My poem, "Hands," tries to grapple with part of the latter question: what makes clinical work creative? Growing up I never thought of my mother as a very artistic person. Though she had an obvious appreciation for beauty, she always seemed to be more chemist than craftsperson. It wasn't until I interned at my mother’s free clinic the summer after my junior year in high school that I had a chance to observe her “praise/ life for the little and big opportunities she is given/ to be creative with her hands.” To my mother, working with people—specially working with them on their health—is a fundamentally creative pursuit.

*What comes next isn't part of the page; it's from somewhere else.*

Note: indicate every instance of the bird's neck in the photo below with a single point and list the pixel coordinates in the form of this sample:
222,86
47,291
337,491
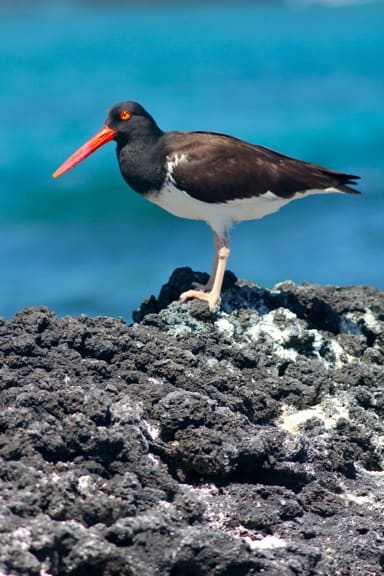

She approaches her patients in the spirit of José Ortega y Gasset: “yo soy yo y mis circunstancia” (I am I and my circumstances). Each of her patients is full of story: each with his or her own dynamic plot and surprising character analysis. And with that in mind, my mother is always asking herself: what kind of prescription is really needed here? Insulin or inspiration? Statins or financial stability?
This morning when browsing the Intima, I came across “Mi Jardin / My Garden” by Emma Rivera in the Fall 2011 issue. The poem is seeping in tenderness for the simple pleasures of daily life: flowers, seeds, and color all take on magnificent proportions through Rivera’s careful, concise lines. The note at the end of the poem is as follows: “Written by Emma Rivera who continues to live on in the hearts and minds of those who knew her.” Poetry, it seems, served as a kind of therapy for Rivera when she was sick, yet as we read the footnote we are reminded how necessary art is to all of us for coping with loss. Whether you think a person can die with dignity or that death is in and of itself an indignity, art offers us a chance to hold on to things long enough to understand them better. Whether we are patient or doctor, healer or healed, art offers us grace through the changes in our lives, so that we, like Rivera can,“pass the hours/In [our] garden/ [I] lose all notion of time/ Observing the flowers.”
Claire Constance is a Global Public Health student at the University of Virginia who is interested in medical anthropology and story-telling. Her poem, "Hands" appeared in the Fall 2014 Intima.